CTCF physically links cohesin to chromatin.

Publication Type:

Journal Article


Proceedings of the National Academy of Sciences of the United States of America, Volume 105, Issue 24, p.8309-14 (2008)


2008, 3T3 Cells, Alleles, Amino Acid Sequence, Animals, Cell Cycle Proteins, centromere, chromatin, Chromatin Immunoprecipitation, Chromosomal Proteins, Non-Histone, Chromosomes, Human, DNA-Binding Proteins, Genomic Imprinting, GENOMICS, Human Biology Division, Humans, Insulator Elements, Insulin-Like Growth Factor II, Jurkat Cells, mass spectrometry, MICE, Molecular Sequence Data, Nuclear Proteins, PROTEOMICS, Repressor Proteins


Cohesin is required to prevent premature dissociation of sister chromatids after DNA replication.
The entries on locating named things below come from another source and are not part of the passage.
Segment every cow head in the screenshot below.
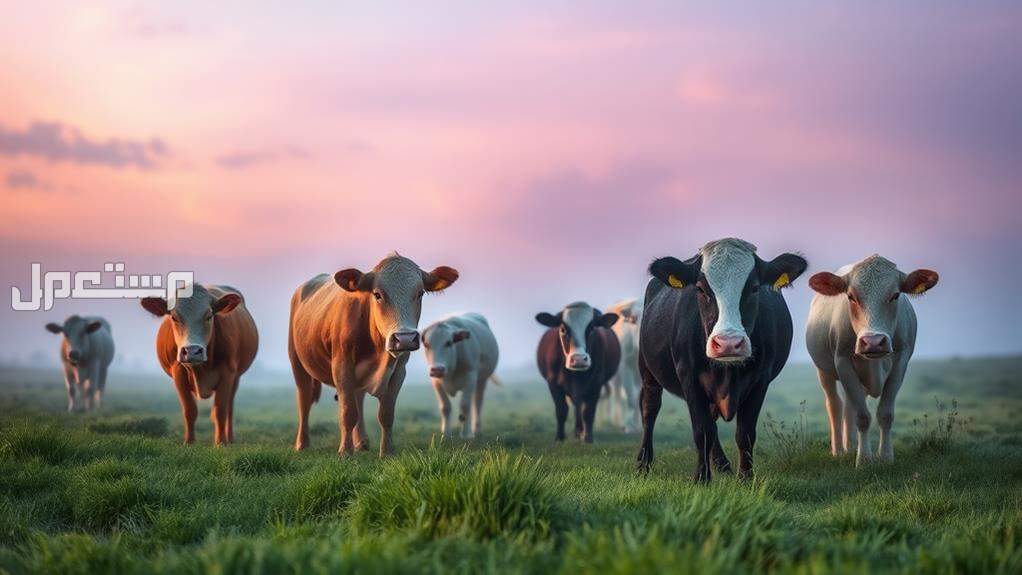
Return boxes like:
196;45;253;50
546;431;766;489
536;301;617;372
333;252;458;357
649;238;807;363
809;254;939;360
422;322;472;379
46;316;103;366
142;284;241;381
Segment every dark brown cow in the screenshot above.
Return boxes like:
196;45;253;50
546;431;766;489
287;253;458;457
536;301;621;443
142;284;259;445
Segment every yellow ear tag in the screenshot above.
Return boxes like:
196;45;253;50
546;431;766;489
774;274;791;289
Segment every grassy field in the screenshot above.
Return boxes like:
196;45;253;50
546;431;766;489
0;357;1022;575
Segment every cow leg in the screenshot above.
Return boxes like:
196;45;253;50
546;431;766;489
92;366;109;410
711;436;733;475
636;357;663;473
355;391;369;451
547;382;568;441
817;370;846;458
576;393;600;443
227;376;241;443
605;374;624;429
376;364;405;458
64;364;78;414
433;379;451;437
877;357;909;462
571;399;585;439
735;381;770;479
472;378;489;434
210;375;235;447
331;358;359;458
688;400;719;483
837;362;873;467
288;353;322;451
618;370;642;433
458;373;478;439
841;386;858;453
172;366;198;443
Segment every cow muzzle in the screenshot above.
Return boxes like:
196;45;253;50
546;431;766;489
706;334;752;362
564;353;593;372
178;345;207;365
386;331;419;353
855;332;893;360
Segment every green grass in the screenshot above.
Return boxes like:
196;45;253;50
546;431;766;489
0;358;1022;575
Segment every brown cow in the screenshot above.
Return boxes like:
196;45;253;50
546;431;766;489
287;253;458;457
142;284;259;445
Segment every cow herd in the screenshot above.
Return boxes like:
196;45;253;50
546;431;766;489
39;238;938;481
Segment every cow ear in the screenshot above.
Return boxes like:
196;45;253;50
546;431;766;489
593;314;619;328
333;268;370;292
213;293;241;314
901;270;940;295
536;312;561;328
649;256;699;289
759;253;809;290
422;266;458;291
809;272;848;295
142;297;167;318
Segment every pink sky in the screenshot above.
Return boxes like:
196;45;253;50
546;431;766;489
0;2;1022;373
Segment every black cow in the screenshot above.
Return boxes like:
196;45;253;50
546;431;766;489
638;238;806;482
536;301;621;443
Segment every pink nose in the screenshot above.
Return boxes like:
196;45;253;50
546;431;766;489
709;335;748;357
568;353;589;370
858;333;891;354
386;331;419;351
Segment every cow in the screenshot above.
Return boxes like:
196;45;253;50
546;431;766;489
422;313;500;438
46;316;113;413
638;238;807;482
141;284;259;446
805;254;939;467
287;252;458;458
536;301;621;443
607;297;642;433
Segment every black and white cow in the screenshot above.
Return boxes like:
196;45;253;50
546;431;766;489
638;238;806;482
536;301;621;443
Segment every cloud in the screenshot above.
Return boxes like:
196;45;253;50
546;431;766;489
4;170;53;191
216;148;309;170
0;122;169;170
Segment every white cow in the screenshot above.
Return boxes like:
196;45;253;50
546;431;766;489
46;316;113;412
805;254;938;466
606;297;642;433
422;313;499;438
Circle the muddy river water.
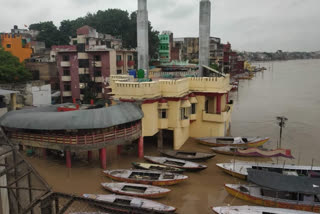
[28,60,320,214]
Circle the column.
[217,94,221,114]
[158,129,163,149]
[138,136,144,158]
[66,151,71,169]
[117,145,122,155]
[100,148,107,169]
[42,148,47,159]
[88,151,92,162]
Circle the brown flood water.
[28,60,320,214]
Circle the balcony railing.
[8,123,141,145]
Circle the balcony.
[202,105,232,123]
[61,76,71,82]
[94,61,102,68]
[63,91,72,97]
[128,61,135,67]
[117,60,124,67]
[60,61,71,67]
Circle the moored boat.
[83,194,176,213]
[160,150,216,161]
[101,183,171,198]
[144,156,207,171]
[225,184,320,212]
[196,137,269,147]
[211,146,293,158]
[104,169,188,186]
[216,162,320,180]
[212,206,314,214]
[131,162,185,173]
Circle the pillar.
[199,0,211,77]
[158,129,163,149]
[99,148,107,169]
[137,0,149,78]
[10,93,17,111]
[138,136,144,158]
[42,148,47,159]
[66,151,71,168]
[217,94,221,114]
[117,145,122,155]
[88,151,92,162]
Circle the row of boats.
[83,150,215,213]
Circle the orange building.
[0,34,32,62]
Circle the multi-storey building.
[110,72,233,149]
[0,34,32,62]
[51,26,135,102]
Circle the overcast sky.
[0,0,320,51]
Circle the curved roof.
[0,103,143,130]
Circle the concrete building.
[199,0,211,76]
[51,26,135,102]
[0,34,32,62]
[111,75,233,149]
[137,0,149,74]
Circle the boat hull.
[225,185,320,213]
[104,172,187,186]
[217,165,247,180]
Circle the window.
[159,109,168,119]
[191,103,197,114]
[62,55,70,61]
[94,69,101,77]
[64,84,71,91]
[180,108,189,120]
[63,69,70,76]
[79,59,89,68]
[93,55,101,61]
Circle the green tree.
[29,21,70,48]
[0,46,32,83]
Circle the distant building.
[0,34,32,62]
[50,26,136,102]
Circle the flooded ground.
[28,60,320,214]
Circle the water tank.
[129,69,137,78]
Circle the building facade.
[111,75,233,149]
[51,26,135,102]
[0,34,32,62]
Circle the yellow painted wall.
[173,127,189,150]
[142,102,159,137]
[1,34,32,62]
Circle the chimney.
[137,0,149,78]
[199,0,211,77]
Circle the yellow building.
[110,75,233,149]
[0,34,32,62]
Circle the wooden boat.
[131,162,185,173]
[101,183,171,198]
[217,162,320,180]
[196,137,269,147]
[212,206,314,214]
[83,194,176,213]
[104,169,188,186]
[160,150,216,161]
[211,146,293,158]
[225,184,320,212]
[144,156,207,171]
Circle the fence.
[0,128,174,214]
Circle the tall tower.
[137,0,149,78]
[199,0,211,77]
Although its role in chromatid cohesion is well established, the functional significance of cohesin's association with interphase chromatin is not clear. Using a quantitative proteomics approach, we show that the STAG1 (Scc3/SA1) subunit of cohesin interacts with the CCTC-binding factor CTCF bound to the c-myc insulator element. Both allele-specific binding of CTCF and Scc3/SA1 at the imprinted IGF2/H19 gene locus and our analyses of human DM1 alleles containing base substitutions at CTCF-binding motifs indicate that cohesin recruitment to chromosomal sites depends on the presence of CTCF. A large-scale genomic survey using ChIP-Chip demonstrates that Scc3/SA1 binding strongly correlates with the CTCF-binding site distribution in chromosomal arms. However, some chromosomal sites interact exclusively with CTCF, whereas others interact with Scc3/SA1 only. Furthermore, immunofluorescence microscopy and ChIP-Chip experiments demonstrate that CTCF associates with both centromeres and chromosomal arms during metaphase. These results link cohesin to gene regulatory functions and suggest an essential role for CTCF during sister chromatid cohesion. These results have implications for the functional role of cohesin subunits in the pathogenesis of Cornelia de Lange syndrome and Roberts syndromes.